Moreover, exotic securities that move away from plain vanilla stock and bond ETFs could create unwanted exposure that leads to volatility. This is especially the case with leveraged ETFs, according to ETFdb.

Tracking Error Risk

5. Methodology Risk

ETFs are not all created equal, even those that track the same market or sector. For example, U.S. Oil Fund (USO) is an oil fund, but doesn’t directly track the price of crude.

Because methodology risks are not always easy to spot, investors need to read the fund prospectus to understand the nuances of the investment strategy, including its holdings and weightings.

6. Tracking Error Risk

Tracking risk occurs when an ETF does not mimic or follow the index it is tracking owing to a combination of management fees, tax treatment and dividend timing. ETFdb notes that funds that use physical replication exhibit larger tracking errors than ones that use synthetic replication. Investors need to be aware of this difference when selecting ETFs with physical replication.

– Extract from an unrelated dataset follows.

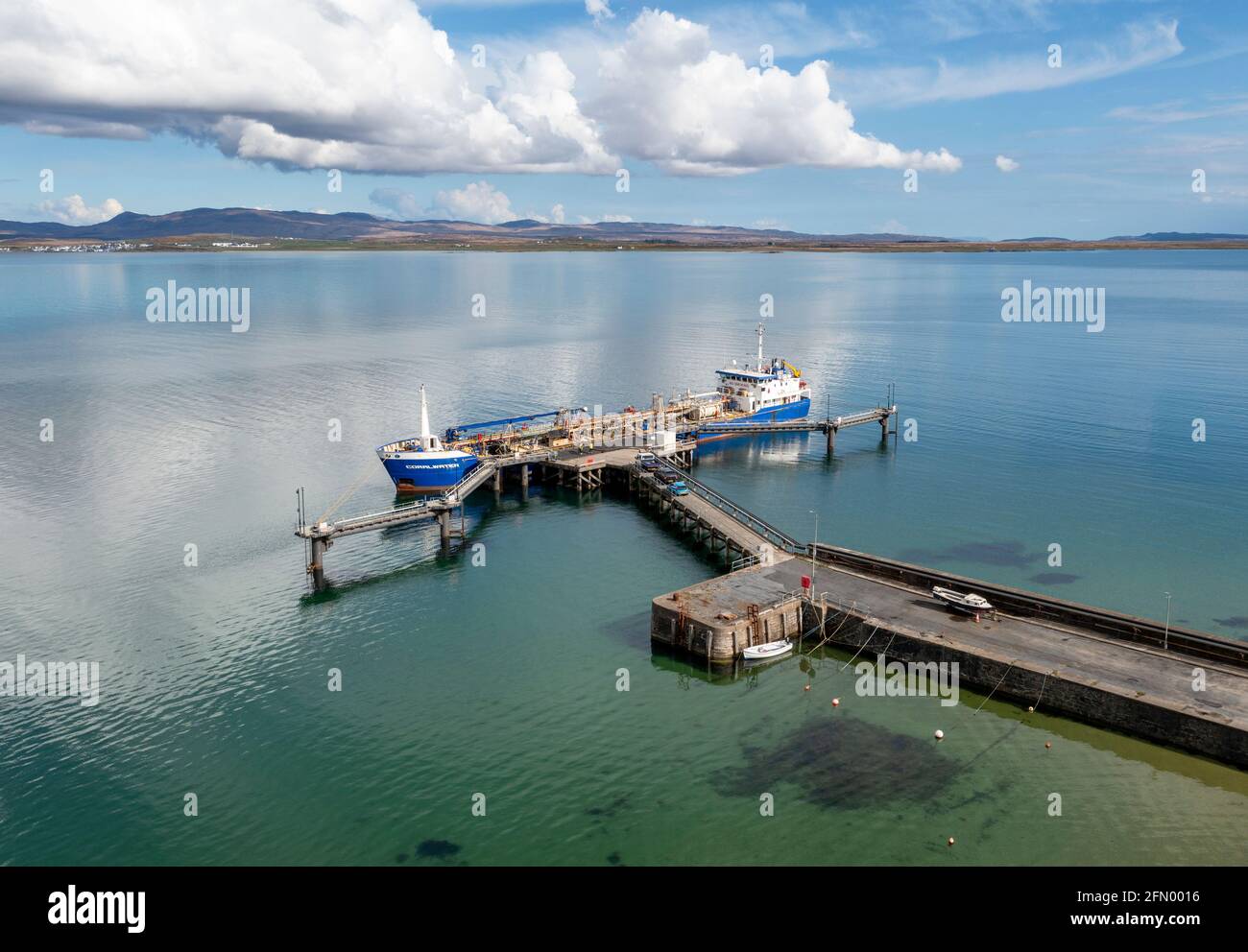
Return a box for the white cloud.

A synthetic ETF is designed to replicate the return of a selected index via financial engineering. Two examples are UltraShort Gold ETF (GLL) and VelocityShares 3x Inverse Gold ETF (DGLD).

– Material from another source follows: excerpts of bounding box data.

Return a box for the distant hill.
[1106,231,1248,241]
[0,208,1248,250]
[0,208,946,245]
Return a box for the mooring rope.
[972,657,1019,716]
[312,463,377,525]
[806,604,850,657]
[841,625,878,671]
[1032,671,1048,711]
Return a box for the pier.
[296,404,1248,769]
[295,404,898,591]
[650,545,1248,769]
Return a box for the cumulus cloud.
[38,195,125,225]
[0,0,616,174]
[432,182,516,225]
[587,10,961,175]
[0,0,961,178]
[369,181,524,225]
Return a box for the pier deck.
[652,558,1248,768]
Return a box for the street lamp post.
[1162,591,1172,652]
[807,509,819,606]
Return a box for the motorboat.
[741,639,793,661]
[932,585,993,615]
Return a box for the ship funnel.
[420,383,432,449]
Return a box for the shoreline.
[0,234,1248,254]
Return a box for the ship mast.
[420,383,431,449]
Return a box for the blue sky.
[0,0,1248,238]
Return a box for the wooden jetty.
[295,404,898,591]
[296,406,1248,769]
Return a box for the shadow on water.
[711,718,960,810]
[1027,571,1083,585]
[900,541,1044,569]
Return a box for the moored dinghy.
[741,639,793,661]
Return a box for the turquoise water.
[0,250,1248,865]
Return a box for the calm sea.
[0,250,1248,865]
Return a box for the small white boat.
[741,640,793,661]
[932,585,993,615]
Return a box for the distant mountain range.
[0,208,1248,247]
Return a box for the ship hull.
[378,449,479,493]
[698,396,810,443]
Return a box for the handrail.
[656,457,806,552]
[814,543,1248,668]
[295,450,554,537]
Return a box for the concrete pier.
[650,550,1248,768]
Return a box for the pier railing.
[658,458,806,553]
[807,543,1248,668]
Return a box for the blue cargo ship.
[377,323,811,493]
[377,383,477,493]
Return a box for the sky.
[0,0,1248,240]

ETFdb’s head-to-head comparison tool compares ETFs along various criteria, such as performance, assets under management, trading volume and expenses.

Tax Risk

7. Counterparty Risk

Counterparty risk generally comes into play when dealing with securities lending and synthetic replication, according to ETFdb. In the case of securities lending, the risk is seen when holdings are lent to another investor for a short period. This risk can be minimized by establishing collateral requirements.

With synthetic replication ETFs that track indices via swaps, risks can be mitigated by collateralizing the fund’s swap exposure. This leads to higher risk for which investors are compensated by being offered lower tracking error and lower fees compared with their physically backed peers.

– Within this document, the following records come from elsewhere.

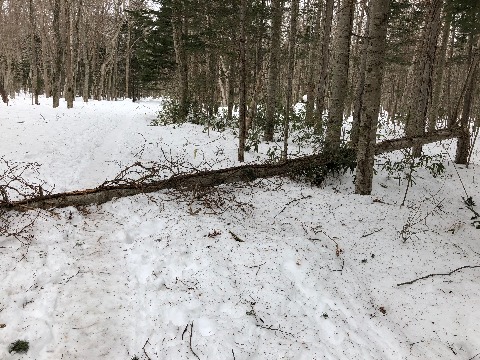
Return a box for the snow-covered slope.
[0,97,480,360]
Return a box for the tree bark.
[325,0,355,151]
[238,0,247,162]
[29,0,39,105]
[350,9,372,148]
[406,0,443,157]
[355,0,390,195]
[264,0,283,141]
[65,0,75,109]
[0,128,461,211]
[282,0,296,160]
[172,1,189,120]
[455,34,480,165]
[427,16,450,131]
[52,0,62,108]
[315,0,333,134]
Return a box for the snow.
[0,95,480,360]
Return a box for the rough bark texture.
[282,0,299,160]
[325,0,355,149]
[52,0,62,108]
[350,10,371,148]
[172,2,189,119]
[427,17,450,131]
[0,128,461,211]
[315,0,333,134]
[375,127,462,155]
[264,0,283,141]
[238,0,247,162]
[355,0,390,195]
[455,35,480,165]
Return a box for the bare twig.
[228,230,245,242]
[142,338,152,360]
[468,353,480,360]
[274,195,312,218]
[361,228,383,237]
[397,265,480,286]
[190,321,200,360]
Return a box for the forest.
[0,0,480,194]
[0,0,480,360]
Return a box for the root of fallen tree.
[0,129,460,211]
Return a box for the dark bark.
[264,0,283,141]
[315,0,333,134]
[282,0,298,160]
[52,0,62,108]
[0,128,461,211]
[455,35,480,165]
[238,0,247,162]
[355,0,390,195]
[325,0,356,151]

Counterparty risk can also occur when dealing with exchange-traded notes, which are essentially unsecured debt notes issued by a bank. Examples are iPath S&P 500 VIX Short-Term Futures ETN (VXX) and VelocityShares Daily Inverse VIX Short-Term ETN (XIV). When trading ETNs, investors can come up losers in the event the bank goes bust, according to ETFdb — not necessarily a deterrent to investment in the notes, but a risk to be aware of.

8. Tax Risk

ETFs’ much-vaunted tax efficiency does not apply to all of them, so it is important for investors to study a fund’s tax treatment, especially if it is exposed to commodity and currency markets. These funds are usually taxed differently than others, according to ETFdb.

Commodity ETF

  • Short-term tax rate: grantor trust, 39.6%; LP, 28%; ETN, 39.6%
  • Long-term tax rate: grantor trust, 28%; LP, 28%; ETN, 20%
  • Distributes a K-1 form for LPs

Currency ETF

  • Short-term tax rate: open-end fund, 39.6%; grantor trust, 39.6%; LP, 28%; ETN, 39.6%
  • Long-term tax rate: open-end fund, 20%; grantor trust, 28%; LP, 28%; ETN, 20%
  • Distributes a K-1 form for LPs

Although ETFs typically do in-kind transactions to avoid paying capital gains distributions, actively managed funds may not do all their selling in kind, leaving investors exposed to capital gains taxes. This also applies to international ETFs, funds that use derivatives, and commodity and currency ETFs.

Closure Risk

9. Closure Risk

Some 100 ETFs on average close each year, at which time managers liquidate the fund and pay out their shareholders. Managers incur capital gains, transaction expenses and in some cases legal expenses, which ultimately make their way down to the investor.

ETFdb says investors should sell an ETF as soon as the issuer announces it will close.

10. Hype Risk

ETFs are all the rage these days, with new funds popping up everywhere. Buzz is bound to happen, often feeding into herd mentality.

ETFdb says that although exuberance is to be expected in a bull market, investors should be wary of chasing the “next big thing,” and stick to their investment strategy and study each ETF’s methodology and documentation.